Our diagnostic settings primarily comprised the Emergency Department and inpatient scenarios, including a spectrum of units such as Internal Medicine, Pneumology, Infectious Diseases, and Cardiology. The diagnosis was only occasionally confirmed in an outpatient setting, and this was limited to cases of VTE unrelated to COVID-19. Interestingly, possibly due to the specific working and structural setup of our Emergency Department, there were no acute cases managed in an Intensive Short-Term Observation setting. While this could also be attributed to the specific “labeling” of the area in which patients underwent prolonged multi-parameter monitoring (such as waiting areas, emergency cubicles, etc.), this element underscores the need for a more effective diagnostic–therapeutic and monitoring pathway, as commonly observed in numerous hospital and organizational settings. This pathway should enable the timely identification of patients who, despite not meeting baseline criteria for immediate discharge or clear indications for hospitalization, could benefit from close monitoring by the Emergency Department. Following this monitoring, any uncertainty regarding the possibility of discharge with territorial management can be resolved, leading either to redirection to the primary care physician or a decision for hospitalization.

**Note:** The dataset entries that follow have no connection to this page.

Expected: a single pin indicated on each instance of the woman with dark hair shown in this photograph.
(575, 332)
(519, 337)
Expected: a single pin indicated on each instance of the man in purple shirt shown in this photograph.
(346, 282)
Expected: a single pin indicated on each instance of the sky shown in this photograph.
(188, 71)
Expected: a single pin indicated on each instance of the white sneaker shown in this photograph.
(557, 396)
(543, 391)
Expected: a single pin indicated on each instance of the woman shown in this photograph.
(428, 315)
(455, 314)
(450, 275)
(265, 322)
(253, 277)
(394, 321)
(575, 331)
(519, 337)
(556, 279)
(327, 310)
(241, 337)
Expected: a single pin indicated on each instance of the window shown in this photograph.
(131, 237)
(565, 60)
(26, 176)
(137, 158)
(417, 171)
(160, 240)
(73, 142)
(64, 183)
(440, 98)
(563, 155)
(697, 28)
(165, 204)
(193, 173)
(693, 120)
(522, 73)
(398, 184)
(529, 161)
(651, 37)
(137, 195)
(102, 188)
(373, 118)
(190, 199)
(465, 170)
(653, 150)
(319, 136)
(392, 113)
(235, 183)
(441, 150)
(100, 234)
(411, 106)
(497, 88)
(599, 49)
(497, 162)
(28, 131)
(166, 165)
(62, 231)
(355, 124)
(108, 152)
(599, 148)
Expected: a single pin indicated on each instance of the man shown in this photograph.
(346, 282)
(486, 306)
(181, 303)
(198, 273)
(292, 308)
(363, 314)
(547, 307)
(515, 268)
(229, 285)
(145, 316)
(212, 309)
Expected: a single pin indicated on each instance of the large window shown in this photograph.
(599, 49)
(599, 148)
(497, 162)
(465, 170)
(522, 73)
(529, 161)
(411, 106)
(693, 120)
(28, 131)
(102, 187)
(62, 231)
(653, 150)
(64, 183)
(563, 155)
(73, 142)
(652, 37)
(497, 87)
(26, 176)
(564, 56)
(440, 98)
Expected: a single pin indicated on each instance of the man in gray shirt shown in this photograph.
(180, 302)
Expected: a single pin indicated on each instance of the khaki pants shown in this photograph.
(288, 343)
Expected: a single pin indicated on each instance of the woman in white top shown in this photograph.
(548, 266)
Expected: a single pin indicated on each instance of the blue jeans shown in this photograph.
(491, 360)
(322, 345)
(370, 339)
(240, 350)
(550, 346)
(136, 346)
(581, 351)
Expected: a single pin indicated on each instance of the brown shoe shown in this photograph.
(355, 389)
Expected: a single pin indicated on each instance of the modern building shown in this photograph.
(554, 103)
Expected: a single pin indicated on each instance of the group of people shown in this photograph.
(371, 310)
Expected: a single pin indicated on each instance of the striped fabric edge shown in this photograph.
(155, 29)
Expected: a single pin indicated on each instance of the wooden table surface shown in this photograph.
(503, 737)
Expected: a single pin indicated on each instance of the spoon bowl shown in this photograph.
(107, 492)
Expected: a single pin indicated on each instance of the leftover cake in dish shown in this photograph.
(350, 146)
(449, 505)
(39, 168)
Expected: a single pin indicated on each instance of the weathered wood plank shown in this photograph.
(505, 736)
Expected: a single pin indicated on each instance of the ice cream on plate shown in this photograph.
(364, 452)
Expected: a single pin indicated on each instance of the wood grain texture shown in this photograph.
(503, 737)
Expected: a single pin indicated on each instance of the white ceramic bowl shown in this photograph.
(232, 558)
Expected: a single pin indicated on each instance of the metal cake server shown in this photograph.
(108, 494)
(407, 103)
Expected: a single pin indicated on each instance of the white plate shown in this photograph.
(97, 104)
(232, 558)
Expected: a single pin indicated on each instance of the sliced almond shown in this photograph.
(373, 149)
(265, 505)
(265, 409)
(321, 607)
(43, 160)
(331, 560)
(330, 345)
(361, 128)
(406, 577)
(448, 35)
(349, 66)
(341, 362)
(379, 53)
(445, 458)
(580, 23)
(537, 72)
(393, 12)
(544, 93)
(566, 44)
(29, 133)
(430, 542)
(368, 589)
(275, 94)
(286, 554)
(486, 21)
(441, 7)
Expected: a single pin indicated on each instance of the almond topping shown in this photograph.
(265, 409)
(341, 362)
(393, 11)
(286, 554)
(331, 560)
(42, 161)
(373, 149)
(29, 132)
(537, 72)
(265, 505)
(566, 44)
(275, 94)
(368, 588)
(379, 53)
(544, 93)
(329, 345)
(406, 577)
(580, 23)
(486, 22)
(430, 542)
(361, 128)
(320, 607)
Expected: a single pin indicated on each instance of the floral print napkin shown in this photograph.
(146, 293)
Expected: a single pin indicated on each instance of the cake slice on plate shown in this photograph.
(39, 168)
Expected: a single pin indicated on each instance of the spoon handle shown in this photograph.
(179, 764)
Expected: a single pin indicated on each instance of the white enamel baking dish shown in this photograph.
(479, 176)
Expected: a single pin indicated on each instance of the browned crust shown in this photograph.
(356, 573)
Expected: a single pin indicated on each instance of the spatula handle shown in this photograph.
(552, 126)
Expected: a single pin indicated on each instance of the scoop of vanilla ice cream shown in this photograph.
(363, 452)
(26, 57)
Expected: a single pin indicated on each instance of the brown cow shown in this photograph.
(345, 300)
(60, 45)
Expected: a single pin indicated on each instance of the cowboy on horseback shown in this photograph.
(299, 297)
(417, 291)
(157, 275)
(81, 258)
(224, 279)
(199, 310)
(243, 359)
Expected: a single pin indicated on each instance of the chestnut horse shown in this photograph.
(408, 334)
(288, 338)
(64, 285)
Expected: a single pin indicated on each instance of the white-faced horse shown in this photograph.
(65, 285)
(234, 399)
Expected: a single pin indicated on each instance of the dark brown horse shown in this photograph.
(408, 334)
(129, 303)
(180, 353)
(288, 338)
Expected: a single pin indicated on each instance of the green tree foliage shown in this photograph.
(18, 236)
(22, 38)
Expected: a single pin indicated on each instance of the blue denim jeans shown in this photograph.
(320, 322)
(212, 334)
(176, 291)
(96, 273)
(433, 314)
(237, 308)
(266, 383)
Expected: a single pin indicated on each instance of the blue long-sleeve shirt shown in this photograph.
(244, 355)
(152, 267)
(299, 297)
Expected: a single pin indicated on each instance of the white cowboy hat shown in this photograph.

Enoxaparin emerged as the predominant therapy, especially in emergency settings, in both COVID-19 and non-COVID-19 VTE patients. This preference may reflect the perceived pleiotropic effects of enoxaparin [29], coupled with a persistent hesitancy to adopt Direct Oral Anticoagulants (DOACs) in acute settings. However, our data indicate an early shift towards DOACs for long-term management in both categories, predominantly occurring from the first outpatient assessment onward, in alignment with contemporary recommendations.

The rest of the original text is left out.